Problems about consolidated memory access

When I access memory in my kernel like this:
global void mykernel( int *A ) {
int tid = blockIdx.x * blockDim.x + threadIdx.x;
int a = A[tid];
//…
}
It will access memory in consolidated way, meaning that every warp will send one access request and 128bit consecutive data will be read once.
But if I access memory in my kernel like this:
global void mykernel1( int *A ) {
int a = A[0];
//…
}
How many access requests will be send in a warp? Once or 32 times?
If all the threads in my kernel will access the same memory address ( not constant ) at the same time, what’s the best way to do this?
Thanks!

When all threads in a warp access the same memory address, this is called uniform access. All GPUs supported by CUDA 7.0 or 7.5 have broadcast mechanisms so that such accesses only require 1 memory transaction. The results of that transaction are then “broadcast” to all threads that need the data in a warp.

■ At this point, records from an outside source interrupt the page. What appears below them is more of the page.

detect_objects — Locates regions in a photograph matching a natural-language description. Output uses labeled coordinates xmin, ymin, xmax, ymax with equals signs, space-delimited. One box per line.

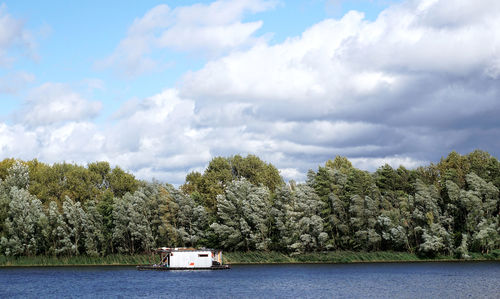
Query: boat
xmin=137 ymin=247 xmax=231 ymax=271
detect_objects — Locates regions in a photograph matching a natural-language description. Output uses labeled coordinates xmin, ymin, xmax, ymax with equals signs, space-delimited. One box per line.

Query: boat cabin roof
xmin=156 ymin=247 xmax=220 ymax=253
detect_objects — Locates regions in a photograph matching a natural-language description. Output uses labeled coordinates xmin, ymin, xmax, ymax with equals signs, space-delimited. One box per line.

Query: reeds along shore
xmin=0 ymin=250 xmax=500 ymax=267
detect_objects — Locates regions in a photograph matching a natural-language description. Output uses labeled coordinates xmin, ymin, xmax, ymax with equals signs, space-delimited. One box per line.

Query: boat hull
xmin=137 ymin=265 xmax=231 ymax=271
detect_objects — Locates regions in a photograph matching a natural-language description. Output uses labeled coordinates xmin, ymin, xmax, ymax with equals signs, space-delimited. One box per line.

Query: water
xmin=0 ymin=262 xmax=500 ymax=298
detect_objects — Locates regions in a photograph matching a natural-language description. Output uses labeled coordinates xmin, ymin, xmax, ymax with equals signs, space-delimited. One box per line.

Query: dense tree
xmin=0 ymin=151 xmax=500 ymax=258
xmin=181 ymin=155 xmax=283 ymax=213
xmin=211 ymin=179 xmax=271 ymax=251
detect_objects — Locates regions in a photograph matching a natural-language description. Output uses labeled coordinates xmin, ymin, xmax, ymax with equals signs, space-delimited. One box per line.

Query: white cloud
xmin=97 ymin=0 xmax=276 ymax=76
xmin=0 ymin=0 xmax=500 ymax=184
xmin=17 ymin=83 xmax=102 ymax=127
xmin=0 ymin=3 xmax=37 ymax=66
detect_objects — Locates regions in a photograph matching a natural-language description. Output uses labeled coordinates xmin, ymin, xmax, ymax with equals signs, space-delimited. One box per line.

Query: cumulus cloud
xmin=0 ymin=0 xmax=500 ymax=184
xmin=17 ymin=83 xmax=101 ymax=127
xmin=0 ymin=3 xmax=37 ymax=66
xmin=177 ymin=0 xmax=500 ymax=180
xmin=97 ymin=0 xmax=276 ymax=76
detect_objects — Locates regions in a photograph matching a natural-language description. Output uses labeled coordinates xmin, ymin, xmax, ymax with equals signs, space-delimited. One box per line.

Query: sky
xmin=0 ymin=0 xmax=500 ymax=185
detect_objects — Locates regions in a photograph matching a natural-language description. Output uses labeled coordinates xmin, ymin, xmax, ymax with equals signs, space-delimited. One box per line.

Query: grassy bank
xmin=224 ymin=250 xmax=500 ymax=264
xmin=0 ymin=250 xmax=500 ymax=267
xmin=0 ymin=254 xmax=152 ymax=267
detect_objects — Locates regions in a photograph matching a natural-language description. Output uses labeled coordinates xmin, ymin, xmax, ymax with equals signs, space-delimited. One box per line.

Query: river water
xmin=0 ymin=262 xmax=500 ymax=298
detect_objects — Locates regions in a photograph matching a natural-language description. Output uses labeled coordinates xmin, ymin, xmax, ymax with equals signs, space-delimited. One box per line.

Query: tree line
xmin=0 ymin=150 xmax=500 ymax=258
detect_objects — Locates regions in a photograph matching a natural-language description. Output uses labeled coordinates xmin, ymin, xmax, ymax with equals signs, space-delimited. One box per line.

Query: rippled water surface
xmin=0 ymin=262 xmax=500 ymax=298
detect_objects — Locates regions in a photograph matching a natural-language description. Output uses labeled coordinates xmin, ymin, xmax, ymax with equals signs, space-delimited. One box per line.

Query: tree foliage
xmin=0 ymin=151 xmax=500 ymax=258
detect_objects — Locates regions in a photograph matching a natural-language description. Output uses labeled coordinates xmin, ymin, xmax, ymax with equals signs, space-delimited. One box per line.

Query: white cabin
xmin=157 ymin=247 xmax=222 ymax=268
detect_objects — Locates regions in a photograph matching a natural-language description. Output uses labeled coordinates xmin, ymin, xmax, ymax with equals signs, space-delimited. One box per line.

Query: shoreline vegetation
xmin=0 ymin=250 xmax=500 ymax=268
xmin=0 ymin=150 xmax=500 ymax=265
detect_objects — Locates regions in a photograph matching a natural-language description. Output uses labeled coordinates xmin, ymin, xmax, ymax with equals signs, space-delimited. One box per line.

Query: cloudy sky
xmin=0 ymin=0 xmax=500 ymax=184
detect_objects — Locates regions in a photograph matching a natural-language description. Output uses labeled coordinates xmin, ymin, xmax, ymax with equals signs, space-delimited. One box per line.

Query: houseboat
xmin=137 ymin=247 xmax=230 ymax=270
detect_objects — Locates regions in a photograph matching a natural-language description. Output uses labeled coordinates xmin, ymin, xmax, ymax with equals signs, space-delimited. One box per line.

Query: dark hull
xmin=137 ymin=265 xmax=231 ymax=271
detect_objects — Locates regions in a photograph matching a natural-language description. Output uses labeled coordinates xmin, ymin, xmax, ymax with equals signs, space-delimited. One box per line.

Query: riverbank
xmin=0 ymin=250 xmax=500 ymax=267
xmin=224 ymin=250 xmax=500 ymax=264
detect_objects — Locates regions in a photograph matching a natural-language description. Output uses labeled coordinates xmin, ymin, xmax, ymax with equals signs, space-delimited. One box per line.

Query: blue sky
xmin=2 ymin=0 xmax=398 ymax=121
xmin=0 ymin=0 xmax=500 ymax=184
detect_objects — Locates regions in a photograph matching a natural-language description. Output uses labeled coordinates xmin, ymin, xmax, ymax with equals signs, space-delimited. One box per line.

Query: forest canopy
xmin=0 ymin=150 xmax=500 ymax=258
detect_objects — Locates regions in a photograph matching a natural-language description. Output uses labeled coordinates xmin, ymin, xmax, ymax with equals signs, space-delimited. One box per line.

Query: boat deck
xmin=137 ymin=265 xmax=231 ymax=271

So this requires 1 memory transaction (per warp):

int a = A[tid];

And this requires 1 memory transaction (per warp):

int a = A[0];

In this case:

int a = A[0];

the caches will tend to benefit other warps (L1/L2), or other threadblocks (L2) when they execute the same instruction. Since you say the data is not constant, that is probably the best scenario. If the data were constant, then the use of constant memory or perhaps the read only cache (const restrict on cc3.5 and above) might be useful.

Thank you very much!